OLIVIA Newton-John took to the stage last night with enough spunk to prove she is still devoted to the musical which redefined her career two decades ago. Until she played doe-eyed Sandy Olsen in Grease, Newton-John was the quintessential girl next door. When her character broke out into a leather-jacketed bad girl in the film’s finale, Newton-John says she relished the chance to join her. “It was a very important thing to me, a coming of age,” she said minutes before going on stage to make her encore appearance two decades since Grease made its debut. “It gave me the courage to step out in another direction.”

Newton-John burst onto the stage last night to perform a tribute to mark the 20th anniversary of Grease with Jon Stevens playing the film’s quintessential ’50s heart throb Danny Zuko. The spectacular was the backdrop for the Super League grand final clash between the Brisbane Broncos and the Cronulla Sharks. In front of a crowd of 62,000 she rejoined the gang for one night only. Before taking to the stage, Newton-John is calm, almost ethereal, but admits to pre-stage jitters. “I always get nervous before performances. But I’d better get used to it,” she says, referring to the fact that Grease is to be re-released theatrically worldwide next year.

Newton-John is no stranger to the tumult of fame she split from long time partner actor Matt Lattanzi three years ago, and is now a single mum to daughter Chloe with homes in Los Angeles and Byron Bay.
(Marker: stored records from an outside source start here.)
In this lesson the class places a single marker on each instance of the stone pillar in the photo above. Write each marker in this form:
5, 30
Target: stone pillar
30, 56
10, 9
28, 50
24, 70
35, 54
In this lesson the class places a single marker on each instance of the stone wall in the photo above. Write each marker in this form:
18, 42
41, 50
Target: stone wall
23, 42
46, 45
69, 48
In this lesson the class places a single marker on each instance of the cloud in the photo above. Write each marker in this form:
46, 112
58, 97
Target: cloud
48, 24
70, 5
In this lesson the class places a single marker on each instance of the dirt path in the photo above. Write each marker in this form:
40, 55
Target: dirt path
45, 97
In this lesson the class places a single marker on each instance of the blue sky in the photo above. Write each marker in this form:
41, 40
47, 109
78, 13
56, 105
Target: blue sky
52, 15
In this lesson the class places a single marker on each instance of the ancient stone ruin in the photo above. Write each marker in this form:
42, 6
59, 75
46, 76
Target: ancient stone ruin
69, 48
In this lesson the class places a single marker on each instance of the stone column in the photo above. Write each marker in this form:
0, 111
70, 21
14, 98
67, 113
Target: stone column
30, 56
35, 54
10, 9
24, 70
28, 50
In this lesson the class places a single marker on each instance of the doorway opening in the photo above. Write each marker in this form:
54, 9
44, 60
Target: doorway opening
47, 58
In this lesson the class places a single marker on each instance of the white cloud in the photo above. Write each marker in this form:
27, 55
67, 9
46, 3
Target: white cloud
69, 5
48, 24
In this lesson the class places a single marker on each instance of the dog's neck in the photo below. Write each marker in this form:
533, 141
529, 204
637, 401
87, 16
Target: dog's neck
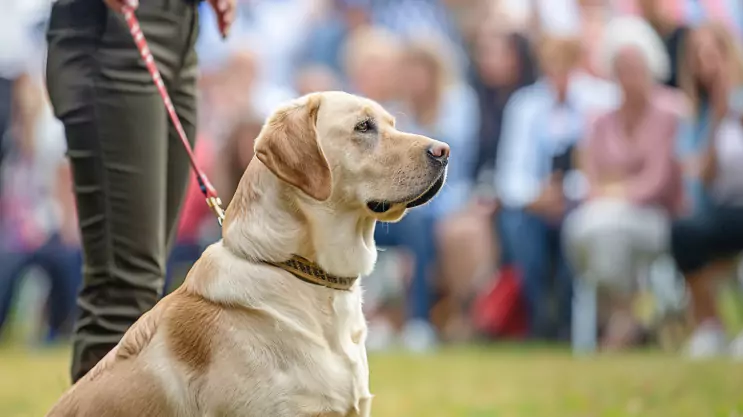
268, 220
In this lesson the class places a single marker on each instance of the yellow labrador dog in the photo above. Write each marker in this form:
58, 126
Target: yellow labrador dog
268, 322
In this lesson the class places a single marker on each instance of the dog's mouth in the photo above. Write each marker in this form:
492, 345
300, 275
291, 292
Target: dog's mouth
382, 206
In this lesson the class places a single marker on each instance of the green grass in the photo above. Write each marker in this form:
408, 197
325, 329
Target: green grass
475, 382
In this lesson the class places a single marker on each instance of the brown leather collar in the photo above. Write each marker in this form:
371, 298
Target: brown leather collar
308, 271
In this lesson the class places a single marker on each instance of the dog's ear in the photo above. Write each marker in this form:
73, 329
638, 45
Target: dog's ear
288, 146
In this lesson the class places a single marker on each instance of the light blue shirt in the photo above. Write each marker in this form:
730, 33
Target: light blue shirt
457, 124
527, 142
692, 138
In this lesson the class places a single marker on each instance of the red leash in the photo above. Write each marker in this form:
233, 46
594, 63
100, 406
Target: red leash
212, 199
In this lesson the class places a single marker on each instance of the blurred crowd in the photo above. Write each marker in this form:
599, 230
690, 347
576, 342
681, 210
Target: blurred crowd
597, 150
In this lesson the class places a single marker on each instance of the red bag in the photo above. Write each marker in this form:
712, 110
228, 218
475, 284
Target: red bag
499, 311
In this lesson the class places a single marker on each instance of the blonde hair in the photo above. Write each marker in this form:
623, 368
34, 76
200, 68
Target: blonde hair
367, 43
730, 49
558, 52
635, 32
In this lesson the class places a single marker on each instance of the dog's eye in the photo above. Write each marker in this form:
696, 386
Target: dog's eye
364, 126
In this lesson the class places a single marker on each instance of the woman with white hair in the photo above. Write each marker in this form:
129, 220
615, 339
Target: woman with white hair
633, 178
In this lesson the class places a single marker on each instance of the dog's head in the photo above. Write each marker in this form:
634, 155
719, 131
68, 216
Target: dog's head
344, 151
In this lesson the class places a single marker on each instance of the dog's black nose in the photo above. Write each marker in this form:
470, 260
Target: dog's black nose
439, 152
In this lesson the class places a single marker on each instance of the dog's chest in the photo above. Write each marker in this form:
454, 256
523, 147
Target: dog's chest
346, 338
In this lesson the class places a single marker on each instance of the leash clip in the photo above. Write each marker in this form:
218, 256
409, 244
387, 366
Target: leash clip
215, 203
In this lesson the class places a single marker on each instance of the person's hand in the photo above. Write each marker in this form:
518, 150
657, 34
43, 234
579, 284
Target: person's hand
119, 5
225, 10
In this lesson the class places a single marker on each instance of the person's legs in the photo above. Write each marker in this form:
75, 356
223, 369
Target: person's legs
526, 237
564, 280
691, 249
117, 134
183, 92
12, 264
She fought a public battle with breast cancer, emerging victorious and even made time in her hectic Australian schedule last week to speak at a lunch honouring Olympic champion Raelene Boyle, who is also fighting cancer.
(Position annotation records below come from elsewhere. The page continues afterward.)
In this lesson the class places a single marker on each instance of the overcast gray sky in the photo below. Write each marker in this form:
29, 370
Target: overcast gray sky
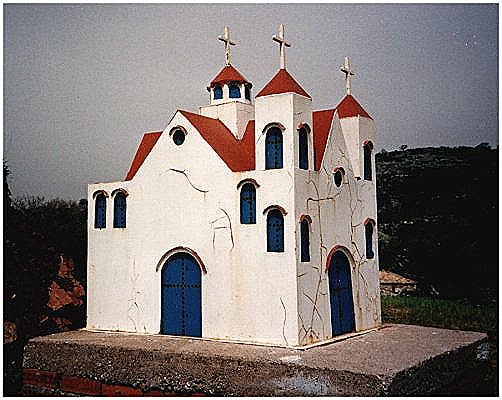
82, 83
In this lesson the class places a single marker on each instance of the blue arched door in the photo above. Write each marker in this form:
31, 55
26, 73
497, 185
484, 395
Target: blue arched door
181, 296
340, 295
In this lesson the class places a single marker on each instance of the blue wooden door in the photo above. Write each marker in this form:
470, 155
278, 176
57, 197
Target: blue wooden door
340, 295
181, 296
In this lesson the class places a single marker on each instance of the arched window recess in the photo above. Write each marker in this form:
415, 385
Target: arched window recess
119, 208
103, 192
305, 224
303, 125
275, 229
338, 176
281, 209
120, 190
100, 197
274, 146
369, 234
367, 160
217, 92
234, 90
274, 124
303, 145
248, 180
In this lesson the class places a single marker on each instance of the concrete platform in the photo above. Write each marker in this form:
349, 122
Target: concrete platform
393, 360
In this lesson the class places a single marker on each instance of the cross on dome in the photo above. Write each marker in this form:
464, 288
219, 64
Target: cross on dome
282, 44
348, 73
226, 38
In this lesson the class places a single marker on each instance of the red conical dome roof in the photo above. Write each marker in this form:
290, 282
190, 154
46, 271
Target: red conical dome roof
229, 74
282, 82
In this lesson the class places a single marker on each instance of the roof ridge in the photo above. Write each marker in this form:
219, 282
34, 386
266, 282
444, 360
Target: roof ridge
282, 82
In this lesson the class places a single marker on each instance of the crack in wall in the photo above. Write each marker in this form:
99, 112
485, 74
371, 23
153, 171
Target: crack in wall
215, 228
284, 322
188, 179
352, 188
133, 304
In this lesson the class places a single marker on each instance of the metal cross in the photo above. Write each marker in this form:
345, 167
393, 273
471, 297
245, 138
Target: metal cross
282, 44
348, 73
226, 38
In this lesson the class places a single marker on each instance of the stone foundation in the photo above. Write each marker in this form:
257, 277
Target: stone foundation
395, 360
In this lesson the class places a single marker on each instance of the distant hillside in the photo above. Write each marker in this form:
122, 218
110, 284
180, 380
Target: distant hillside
438, 218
One of the first Australians to hit fame in Hollywood, Newton-John says she was so busy enjoying her work, she didn’t notice the downside “When you’re young you don’t think about the problems, you just enjoy what you’re doing. It was just very exciting,” she says. “The magic-of showbusiness is you don’t know what’s going to happen. You can be washing a car one day and making a movie the next.”

The appeal of Grease with the slick T-Birds, and the stylish Pink ladies, of which her Sandy was eventually one is its timelessness Newton-John says. “It was a time of innocence, and the movie was larger than life, like a cartoon,” she says. “You have the pedal skirts, the colours, the hairstyles, and the kids are a little rebellious but not so rebellious that a seven or eight year-old can’t join in. It’s kind of charming, there isn’t any violence and the music is catchy.”

A lot has changed in 20 years, she agrees citing the single most defining moment of her life as the day her daughter Chloe was born. “The birth of my child is the biggest joy in my life,” she says. “It takes the focus off you onto the next generation and suddenly there are issues, the environment, and wanting to make the world better for her.”

Newton-John has evolved from an actor with a passion for fauna to a vocal campaigner for environmental issues.